Galvanic isolation for a logic analyzer with 8 channels. Galvanic isolation for Logic Analyzer with 8 channels. Suitable for use up to 2MBit with 2V level and a little faster at higher levels. As always, everything is freely available, including a circuit diagram, board, etching mask and even a Reichelt shopping basket.
I have purchased an evaluation kit which can be converted into a very good logic analyzer with Sigrok. However, there is no galvanic isolation there. Therefore I designed a suitable adapter with galvanic isolation, which can also be transferred to other logic analyzers. The box galvanically separates 8 channels of the Logic Analyzer from the device to be examined (DUT).
The box is supplied by the logic analyzer, so this should provide 5V or an external 5V supply should be connected. My logic analyzer uses a 10-pin socket on which 8 channels and two GND pins are available in the original. I disconnected a GND pin and applied 5V (then 4.8V) from the USB connection via a Schottky diode. The assignment now matches the Atmel AVR kits. Pin 1-8 are channel 0-7 of the logic analyzer, pin9 is GND and pin10 is 4.8V. If you cannot lead out 5V on your analyzer, you can rewire the DC / DC converter and thus obtain 5V from the device to be tested.

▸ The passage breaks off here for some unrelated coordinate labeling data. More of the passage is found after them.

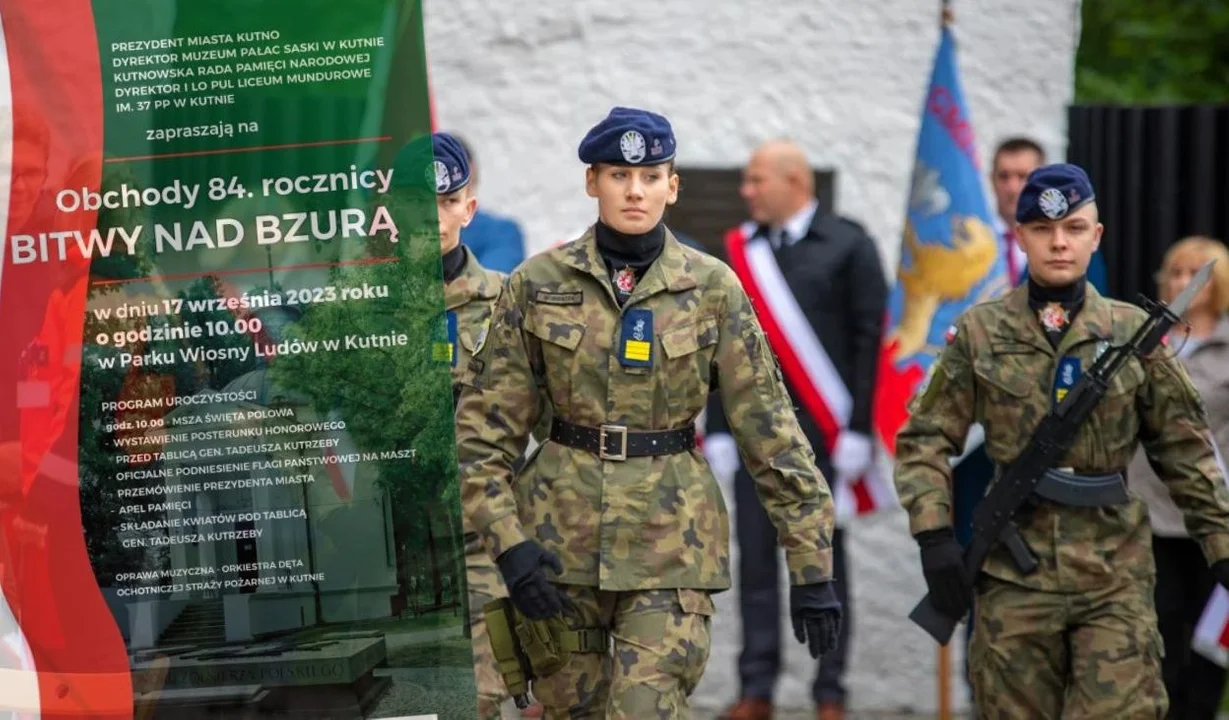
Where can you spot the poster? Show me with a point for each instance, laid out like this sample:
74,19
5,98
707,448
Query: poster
226,461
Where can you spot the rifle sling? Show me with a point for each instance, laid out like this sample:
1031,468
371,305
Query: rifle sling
1077,490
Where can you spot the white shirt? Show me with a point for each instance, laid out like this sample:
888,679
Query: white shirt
795,227
1018,257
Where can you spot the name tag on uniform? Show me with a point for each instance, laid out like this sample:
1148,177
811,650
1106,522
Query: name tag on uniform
636,348
1068,372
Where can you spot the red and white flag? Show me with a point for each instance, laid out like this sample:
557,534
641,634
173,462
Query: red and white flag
1212,634
805,364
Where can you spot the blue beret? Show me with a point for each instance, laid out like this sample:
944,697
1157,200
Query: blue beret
628,136
440,164
1052,192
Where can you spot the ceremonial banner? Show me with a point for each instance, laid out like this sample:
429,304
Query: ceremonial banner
227,474
1212,633
805,363
950,256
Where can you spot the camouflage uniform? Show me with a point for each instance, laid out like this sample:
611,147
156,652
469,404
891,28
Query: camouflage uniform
643,541
472,296
1077,638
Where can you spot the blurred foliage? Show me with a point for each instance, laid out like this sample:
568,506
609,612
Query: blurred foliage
1153,52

The supply of the box is necessary because Hi-Speed optocouplers (HCPL 2631, 10MBit) are used there. A 74HCT245 serves as the input impedance converter. A DC / DC converter is used to separate the supply voltage from the input and output side. The TME 0505S can easily be replaced by a SIM1-0505 SIL4. A Reichelt shopping cart WITHOUT PCB AND IC SOCKET is prepared.
Features:
Separation of the target from the logic analyzer. Compared to USB isolators, the logic analyzer itself is also protected.

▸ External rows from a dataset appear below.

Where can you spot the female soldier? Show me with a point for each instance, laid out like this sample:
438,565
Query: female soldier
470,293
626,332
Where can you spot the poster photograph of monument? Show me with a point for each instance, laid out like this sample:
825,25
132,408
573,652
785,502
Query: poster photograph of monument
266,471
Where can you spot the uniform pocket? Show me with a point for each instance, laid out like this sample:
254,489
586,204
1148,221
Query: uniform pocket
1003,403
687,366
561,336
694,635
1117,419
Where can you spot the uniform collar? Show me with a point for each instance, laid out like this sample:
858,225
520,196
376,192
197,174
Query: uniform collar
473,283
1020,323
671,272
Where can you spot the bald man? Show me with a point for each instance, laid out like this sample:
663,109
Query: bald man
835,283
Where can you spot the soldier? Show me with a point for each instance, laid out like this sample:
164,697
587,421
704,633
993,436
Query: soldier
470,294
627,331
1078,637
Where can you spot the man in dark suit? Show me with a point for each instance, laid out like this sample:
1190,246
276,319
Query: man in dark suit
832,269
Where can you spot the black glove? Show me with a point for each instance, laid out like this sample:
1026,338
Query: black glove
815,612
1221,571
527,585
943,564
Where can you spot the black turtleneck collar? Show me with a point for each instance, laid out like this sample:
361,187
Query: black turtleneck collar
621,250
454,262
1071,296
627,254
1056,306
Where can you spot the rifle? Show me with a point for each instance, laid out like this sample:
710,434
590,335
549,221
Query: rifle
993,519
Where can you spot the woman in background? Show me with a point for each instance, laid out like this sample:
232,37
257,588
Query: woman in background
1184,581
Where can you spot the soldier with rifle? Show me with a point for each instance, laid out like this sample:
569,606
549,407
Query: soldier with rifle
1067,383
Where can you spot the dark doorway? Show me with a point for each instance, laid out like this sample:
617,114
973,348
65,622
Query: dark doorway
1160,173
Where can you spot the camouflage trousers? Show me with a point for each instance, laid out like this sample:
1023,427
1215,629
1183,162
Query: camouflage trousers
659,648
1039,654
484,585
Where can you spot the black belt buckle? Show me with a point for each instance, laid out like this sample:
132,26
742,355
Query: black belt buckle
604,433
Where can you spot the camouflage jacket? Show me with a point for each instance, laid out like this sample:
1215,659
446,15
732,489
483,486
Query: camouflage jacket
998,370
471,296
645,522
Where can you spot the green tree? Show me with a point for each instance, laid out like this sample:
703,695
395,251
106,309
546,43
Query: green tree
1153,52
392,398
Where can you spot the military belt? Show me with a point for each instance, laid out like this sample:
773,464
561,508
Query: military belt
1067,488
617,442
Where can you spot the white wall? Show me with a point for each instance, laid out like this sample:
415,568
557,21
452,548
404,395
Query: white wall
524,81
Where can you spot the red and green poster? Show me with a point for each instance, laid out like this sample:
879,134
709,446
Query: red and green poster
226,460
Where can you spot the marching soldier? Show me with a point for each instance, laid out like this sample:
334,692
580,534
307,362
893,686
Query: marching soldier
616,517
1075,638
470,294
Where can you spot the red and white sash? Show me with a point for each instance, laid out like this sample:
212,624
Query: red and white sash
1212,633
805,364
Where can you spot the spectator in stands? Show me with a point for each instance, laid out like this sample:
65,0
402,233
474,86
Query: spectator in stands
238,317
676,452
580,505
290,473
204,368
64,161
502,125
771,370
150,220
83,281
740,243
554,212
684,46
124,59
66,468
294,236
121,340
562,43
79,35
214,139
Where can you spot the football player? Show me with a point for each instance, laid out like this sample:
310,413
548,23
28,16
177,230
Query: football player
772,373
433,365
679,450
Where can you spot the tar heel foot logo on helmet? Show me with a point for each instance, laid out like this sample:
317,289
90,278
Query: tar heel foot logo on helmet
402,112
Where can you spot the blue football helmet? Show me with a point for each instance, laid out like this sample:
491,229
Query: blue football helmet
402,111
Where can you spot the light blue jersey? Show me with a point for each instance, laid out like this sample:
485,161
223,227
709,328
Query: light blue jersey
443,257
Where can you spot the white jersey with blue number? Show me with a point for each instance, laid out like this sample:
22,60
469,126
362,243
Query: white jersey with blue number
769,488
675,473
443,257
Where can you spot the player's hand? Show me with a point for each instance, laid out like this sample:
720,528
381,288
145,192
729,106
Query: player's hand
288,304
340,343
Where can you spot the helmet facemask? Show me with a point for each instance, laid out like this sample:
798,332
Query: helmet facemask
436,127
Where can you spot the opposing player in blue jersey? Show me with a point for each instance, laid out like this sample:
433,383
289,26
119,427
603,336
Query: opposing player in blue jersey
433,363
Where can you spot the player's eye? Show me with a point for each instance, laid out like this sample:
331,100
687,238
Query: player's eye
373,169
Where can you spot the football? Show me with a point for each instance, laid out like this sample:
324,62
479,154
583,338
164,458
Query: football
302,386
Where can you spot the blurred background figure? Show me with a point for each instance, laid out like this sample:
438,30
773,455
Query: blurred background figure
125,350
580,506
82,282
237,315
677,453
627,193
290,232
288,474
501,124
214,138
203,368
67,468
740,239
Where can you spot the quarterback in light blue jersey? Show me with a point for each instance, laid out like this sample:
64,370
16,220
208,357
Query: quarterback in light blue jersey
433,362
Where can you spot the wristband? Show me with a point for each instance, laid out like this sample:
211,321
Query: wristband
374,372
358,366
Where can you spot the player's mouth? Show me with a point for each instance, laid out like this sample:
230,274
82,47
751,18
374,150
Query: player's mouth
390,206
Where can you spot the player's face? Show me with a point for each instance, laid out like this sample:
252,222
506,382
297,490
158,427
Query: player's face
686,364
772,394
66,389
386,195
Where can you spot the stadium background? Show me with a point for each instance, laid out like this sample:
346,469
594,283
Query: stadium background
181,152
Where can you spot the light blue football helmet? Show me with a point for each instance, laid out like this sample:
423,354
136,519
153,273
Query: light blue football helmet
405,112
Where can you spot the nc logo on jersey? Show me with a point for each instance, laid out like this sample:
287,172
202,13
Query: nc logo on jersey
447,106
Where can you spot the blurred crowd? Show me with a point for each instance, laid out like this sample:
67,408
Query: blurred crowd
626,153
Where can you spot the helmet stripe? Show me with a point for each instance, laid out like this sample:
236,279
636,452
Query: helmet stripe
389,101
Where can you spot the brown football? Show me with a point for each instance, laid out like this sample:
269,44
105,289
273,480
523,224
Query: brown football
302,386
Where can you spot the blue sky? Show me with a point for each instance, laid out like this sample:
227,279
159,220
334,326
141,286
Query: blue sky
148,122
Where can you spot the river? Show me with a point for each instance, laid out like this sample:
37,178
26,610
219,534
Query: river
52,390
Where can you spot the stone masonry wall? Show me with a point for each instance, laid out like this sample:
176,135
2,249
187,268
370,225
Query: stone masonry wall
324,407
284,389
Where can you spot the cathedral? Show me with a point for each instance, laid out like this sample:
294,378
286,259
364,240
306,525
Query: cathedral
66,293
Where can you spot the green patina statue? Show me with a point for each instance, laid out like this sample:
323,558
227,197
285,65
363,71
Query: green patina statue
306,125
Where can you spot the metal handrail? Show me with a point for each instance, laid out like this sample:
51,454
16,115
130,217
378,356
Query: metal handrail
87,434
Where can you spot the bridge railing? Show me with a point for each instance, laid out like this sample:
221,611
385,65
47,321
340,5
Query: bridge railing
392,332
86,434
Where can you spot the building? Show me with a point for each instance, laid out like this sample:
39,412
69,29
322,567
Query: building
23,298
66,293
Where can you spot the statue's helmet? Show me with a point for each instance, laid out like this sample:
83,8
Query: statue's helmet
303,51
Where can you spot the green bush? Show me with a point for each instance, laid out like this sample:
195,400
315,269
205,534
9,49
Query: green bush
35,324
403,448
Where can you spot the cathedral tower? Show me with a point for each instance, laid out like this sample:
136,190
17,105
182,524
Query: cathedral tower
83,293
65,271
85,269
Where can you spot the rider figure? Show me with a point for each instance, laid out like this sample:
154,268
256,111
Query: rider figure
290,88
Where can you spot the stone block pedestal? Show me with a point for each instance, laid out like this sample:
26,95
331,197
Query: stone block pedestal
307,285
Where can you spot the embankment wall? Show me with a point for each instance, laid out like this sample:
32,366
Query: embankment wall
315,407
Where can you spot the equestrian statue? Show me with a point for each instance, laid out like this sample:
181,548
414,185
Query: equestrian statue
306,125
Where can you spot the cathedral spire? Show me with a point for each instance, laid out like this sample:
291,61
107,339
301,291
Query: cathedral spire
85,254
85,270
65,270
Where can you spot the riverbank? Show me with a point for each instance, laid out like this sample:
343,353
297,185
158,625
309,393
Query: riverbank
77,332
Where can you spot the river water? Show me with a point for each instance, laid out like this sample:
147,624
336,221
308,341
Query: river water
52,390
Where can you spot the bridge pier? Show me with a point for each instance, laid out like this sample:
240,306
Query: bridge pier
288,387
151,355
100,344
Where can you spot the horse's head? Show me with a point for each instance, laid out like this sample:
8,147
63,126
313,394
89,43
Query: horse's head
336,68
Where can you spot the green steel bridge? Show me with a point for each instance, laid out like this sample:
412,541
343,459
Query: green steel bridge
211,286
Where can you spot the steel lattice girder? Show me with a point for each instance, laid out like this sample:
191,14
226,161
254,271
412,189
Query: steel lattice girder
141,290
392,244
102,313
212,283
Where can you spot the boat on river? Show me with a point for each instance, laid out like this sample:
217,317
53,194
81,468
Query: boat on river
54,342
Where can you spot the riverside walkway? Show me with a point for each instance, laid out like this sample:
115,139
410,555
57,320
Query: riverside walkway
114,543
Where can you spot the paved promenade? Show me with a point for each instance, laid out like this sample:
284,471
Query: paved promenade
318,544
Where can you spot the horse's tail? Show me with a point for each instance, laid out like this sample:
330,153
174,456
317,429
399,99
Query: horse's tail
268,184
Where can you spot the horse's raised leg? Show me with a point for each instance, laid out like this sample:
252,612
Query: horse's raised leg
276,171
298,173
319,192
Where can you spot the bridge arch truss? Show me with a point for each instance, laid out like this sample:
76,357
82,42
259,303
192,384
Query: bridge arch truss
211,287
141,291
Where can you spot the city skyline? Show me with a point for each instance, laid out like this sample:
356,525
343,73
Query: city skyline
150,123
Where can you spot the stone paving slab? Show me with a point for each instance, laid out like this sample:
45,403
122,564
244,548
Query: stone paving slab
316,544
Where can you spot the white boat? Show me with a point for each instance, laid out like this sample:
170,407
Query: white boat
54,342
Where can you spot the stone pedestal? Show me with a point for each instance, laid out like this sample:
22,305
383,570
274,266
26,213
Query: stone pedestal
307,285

Galvanically separated supply of the target device possible (4.8V..5V, max 100mA).
8 galvanically separated channels
! not separated from each other by channel, but compared to the PC / analyzer!

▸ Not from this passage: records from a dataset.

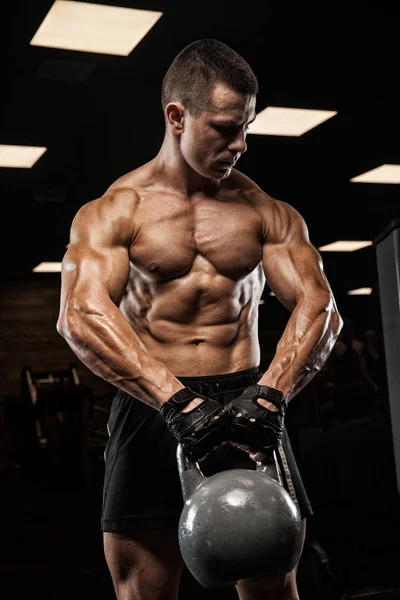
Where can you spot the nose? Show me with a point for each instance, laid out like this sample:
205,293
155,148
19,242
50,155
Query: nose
238,145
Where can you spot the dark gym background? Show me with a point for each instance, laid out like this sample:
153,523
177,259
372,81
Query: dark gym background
100,116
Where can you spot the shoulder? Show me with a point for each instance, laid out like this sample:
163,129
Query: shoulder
281,221
112,215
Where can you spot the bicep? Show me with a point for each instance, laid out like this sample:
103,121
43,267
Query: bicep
88,274
294,271
96,264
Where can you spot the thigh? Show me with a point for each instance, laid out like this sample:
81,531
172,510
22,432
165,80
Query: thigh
278,588
144,564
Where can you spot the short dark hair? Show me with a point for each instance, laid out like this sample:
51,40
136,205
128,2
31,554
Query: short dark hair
194,71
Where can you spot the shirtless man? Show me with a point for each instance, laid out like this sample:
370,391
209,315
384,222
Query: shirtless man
161,284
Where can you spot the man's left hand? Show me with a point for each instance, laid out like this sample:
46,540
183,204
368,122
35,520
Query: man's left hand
257,418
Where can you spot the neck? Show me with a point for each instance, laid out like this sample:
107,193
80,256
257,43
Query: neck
171,168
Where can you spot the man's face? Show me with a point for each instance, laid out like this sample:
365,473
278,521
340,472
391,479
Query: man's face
212,143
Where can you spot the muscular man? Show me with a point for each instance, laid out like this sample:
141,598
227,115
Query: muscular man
161,284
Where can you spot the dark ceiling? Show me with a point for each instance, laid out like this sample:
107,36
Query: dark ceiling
100,116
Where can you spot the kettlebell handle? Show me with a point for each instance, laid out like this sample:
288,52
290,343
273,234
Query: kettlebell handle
191,476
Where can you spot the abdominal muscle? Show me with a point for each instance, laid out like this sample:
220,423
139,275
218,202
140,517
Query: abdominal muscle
194,332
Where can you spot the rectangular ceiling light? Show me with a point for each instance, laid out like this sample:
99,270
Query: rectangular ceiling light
47,268
20,157
382,174
94,27
345,246
275,120
360,292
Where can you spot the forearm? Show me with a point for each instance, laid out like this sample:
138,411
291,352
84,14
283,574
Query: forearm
105,342
304,347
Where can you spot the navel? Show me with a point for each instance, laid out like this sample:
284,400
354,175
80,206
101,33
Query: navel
153,267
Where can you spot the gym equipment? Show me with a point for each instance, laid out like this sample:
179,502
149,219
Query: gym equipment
237,524
387,246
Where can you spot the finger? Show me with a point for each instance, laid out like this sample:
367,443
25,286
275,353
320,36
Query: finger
257,456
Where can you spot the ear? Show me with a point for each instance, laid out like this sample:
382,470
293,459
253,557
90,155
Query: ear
174,114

10MBit transmission possible (up to 2MBit @ 2V and 5MBit @ 5V recommended)
Easy replacement of defective components as there are no SMDs.
! Only if all ICs and DC / DC converters are socketed!
Sensitive switching threshold (according to data sheet 2V, also more sensitive in the test at room temperature)
I avoid making statements about the insulation voltage of the finished device, as this depends a lot on the layout and the quality of the etching or milling process of the board. I also recommend the use of an insulating protective varnish (e.g. contact chemistry “plastic”).
So much can be said: According to the data sheet, the DC / DC converter is designed up to 1kV (DC) and the HCPL2631 up to 2.5kV (Vrms).
Galvanic Isolation Circuit Diagram
Tests on the signal generator in connection with an oscilloscope show suitability up to 1.6V and 2MBit and 5MBit at 3V level. Signals up to 10Mbit get through without any problems, but can no longer be properly assessed due to the dragging of the signal edges. Then a strong attenuation sets in at the output, but 20MHz at the input are also mapped with 20MHz at the output. I couldn’t test over 20Mhz because my signal generator isn’t faster.
Digital interfaces with 2MBit and 1.6V level and even 5MBit interfaces with 3V level can be examined in a meaningful way, however, at 8MBit the first problems occur and from 10MHz the device is only of limited use for practical use, as a square wave signal with 50% duty cycle with the correct frequency but with a strongly falsified duty cycle. However, according to the manufacturer, the HCPL2361 is only suitable up to 10MBit.
My Logic Analyzer can only handle a maximum sampling rate of 24MHz anyway. Therefore this is practically no restriction in connection with my device. But if you use it on another logic analyzer, you should take this into account. In addition, these are values from a practical test with my components at room temperature -> temperature fluctuations and component tolerances are not taken into account!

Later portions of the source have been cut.